Startups need cheaper money to keep going and the era of rising interest rates has been a dark winter. Perhaps September will be the beginning of something.
Editor’s picks: Let the salmon just keep swimming; plus, a new chocolate process
Salmon will soon be able to swim freely along the Klamath River for the first time in more than 100 years. A report from The Associated Press details how the largest dam removal project in U.S. history will allow the river to flow in its historic channels along the Oregon-California border, and give the salmon access to “key swaths of habitat just in time for the fall Chinook, or king salmon, spawning season.” Leaf Hillman, ceremonial leader of the Karuk Tribe, which has spent 25 years fighting for the removal of the Klamath dams, told the AP, “Seeing the river being restored to its original channel and that dam gone, it’s a good omen for our future.” The report notes the dam removal is part of a national effort to let rivers return to their natural flow and to restore ecosystems for fish and other wildlife.
More chocolate is better, right?
Food scientists in Switzerland have come up with a way to make chocolate using the entire cocoa fruit rather than just the beans — and without using sugar, the BBC reports. The chocolate, developed at the Federal Institute of Technology in Zurich, includes the cocoa fruit pulp, the juice, and the husk. Traditional chocolate processing uses only the beans. The rest of the cocoa fruit is left to rot. According to the report, the new chocolate is the result of a partnership with KOA, a Swiss start-up working in sustainable cocoa growing. The company believes using the entire cocoa fruit could solve many of the cocoa industry’s problems, including the soaring price of cocoa beans and endemic poverty among cocoa farmers.
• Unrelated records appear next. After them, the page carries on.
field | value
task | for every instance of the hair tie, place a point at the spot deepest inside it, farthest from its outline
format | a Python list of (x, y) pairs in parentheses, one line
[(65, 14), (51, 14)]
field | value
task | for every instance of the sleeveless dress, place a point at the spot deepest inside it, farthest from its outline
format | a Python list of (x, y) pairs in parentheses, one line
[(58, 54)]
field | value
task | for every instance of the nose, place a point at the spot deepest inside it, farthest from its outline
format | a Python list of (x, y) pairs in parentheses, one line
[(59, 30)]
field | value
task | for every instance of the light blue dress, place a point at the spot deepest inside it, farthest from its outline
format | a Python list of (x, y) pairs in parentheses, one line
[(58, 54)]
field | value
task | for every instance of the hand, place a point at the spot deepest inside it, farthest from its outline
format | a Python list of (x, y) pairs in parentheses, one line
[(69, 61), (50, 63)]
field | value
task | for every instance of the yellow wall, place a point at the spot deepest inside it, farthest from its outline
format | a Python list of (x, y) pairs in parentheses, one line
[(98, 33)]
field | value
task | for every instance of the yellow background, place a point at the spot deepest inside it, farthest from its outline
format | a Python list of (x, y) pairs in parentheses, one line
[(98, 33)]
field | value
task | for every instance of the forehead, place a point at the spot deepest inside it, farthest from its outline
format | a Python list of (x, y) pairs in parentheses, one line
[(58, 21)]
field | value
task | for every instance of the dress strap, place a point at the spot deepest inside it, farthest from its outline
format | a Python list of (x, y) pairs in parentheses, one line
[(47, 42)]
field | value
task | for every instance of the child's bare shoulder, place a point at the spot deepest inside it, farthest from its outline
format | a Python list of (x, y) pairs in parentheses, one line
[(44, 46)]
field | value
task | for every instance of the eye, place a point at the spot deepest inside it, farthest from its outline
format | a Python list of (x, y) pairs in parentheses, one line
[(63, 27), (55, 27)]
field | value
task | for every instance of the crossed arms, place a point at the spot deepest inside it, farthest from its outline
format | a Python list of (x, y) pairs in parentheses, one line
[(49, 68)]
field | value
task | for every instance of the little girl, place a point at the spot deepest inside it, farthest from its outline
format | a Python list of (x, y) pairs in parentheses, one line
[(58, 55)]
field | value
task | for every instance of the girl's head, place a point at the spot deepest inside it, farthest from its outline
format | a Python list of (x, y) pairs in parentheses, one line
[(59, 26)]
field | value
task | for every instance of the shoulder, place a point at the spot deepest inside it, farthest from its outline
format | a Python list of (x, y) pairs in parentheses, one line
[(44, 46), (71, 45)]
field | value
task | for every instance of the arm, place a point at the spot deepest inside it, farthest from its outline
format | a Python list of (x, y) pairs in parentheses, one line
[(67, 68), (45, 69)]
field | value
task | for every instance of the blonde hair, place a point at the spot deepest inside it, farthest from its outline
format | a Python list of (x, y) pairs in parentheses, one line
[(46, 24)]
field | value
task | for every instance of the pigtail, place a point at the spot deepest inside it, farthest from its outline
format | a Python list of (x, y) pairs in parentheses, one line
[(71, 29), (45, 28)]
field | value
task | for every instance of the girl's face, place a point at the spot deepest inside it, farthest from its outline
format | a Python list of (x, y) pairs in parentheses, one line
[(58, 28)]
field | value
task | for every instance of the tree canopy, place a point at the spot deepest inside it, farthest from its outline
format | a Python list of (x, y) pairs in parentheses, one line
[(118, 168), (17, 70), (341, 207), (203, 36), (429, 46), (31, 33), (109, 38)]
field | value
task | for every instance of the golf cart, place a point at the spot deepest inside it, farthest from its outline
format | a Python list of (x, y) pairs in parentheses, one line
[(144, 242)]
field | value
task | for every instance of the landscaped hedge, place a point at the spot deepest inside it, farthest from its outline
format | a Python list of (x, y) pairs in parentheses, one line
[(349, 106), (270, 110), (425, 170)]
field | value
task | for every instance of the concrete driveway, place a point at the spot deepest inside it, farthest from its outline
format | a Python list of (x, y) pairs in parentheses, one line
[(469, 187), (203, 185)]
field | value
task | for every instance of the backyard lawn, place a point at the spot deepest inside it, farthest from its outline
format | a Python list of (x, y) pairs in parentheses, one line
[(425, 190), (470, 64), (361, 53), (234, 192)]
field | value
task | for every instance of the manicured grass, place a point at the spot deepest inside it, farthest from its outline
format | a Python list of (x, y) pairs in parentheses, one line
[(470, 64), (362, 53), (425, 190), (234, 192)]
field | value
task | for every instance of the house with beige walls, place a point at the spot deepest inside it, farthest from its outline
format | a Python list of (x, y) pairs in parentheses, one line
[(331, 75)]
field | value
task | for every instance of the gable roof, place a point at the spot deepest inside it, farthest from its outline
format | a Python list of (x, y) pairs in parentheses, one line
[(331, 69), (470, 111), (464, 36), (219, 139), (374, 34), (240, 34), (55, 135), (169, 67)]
Latest findings: New research, studies and projects
Climate’s threat to public debt
As the world faces rising temperatures, extreme weather events and environmental disruption, the imperative to mitigate climate change has never been more pressing. Yet the pursuit of effective mitigation could threaten the sustainability of public debt due to the potentially huge fiscal costs of the associated policies, say the authors of research titled “The Green Transition and Public Finances.” From the abstract: “… when the government relies too heavily on expenditure-based measures, it threatens the sustainability of public debt, by increasing the probability of sovereign default, leading to higher interest rates on government bonds. This higher public default risk has potentially significant repercussions on investment financing conditions for the private sector, and increases the cost of the transition to a net-zero economy. On the other hand, carbon pricing policies make the transition more viable for public finances, at the expenses of similarly high economic costs, while remaining effective in reducing greenhouse gas emissions.” Authors: Caterina Seghini, Swiss Finance Institute, University of Geneva, Geneva Finance Research Institute; and Stéphane Dées, Banque de France.
More of the latest research:
Human Rights for Disaster Risk Reduction Including Climate Change Adaptation
Does Decarbonization Policy Reduce Recycling? Examining Conflicting Environmental Targets
Words to live by . . . .
“Summer’s lease hath all too short a date.” — William Shakespeare.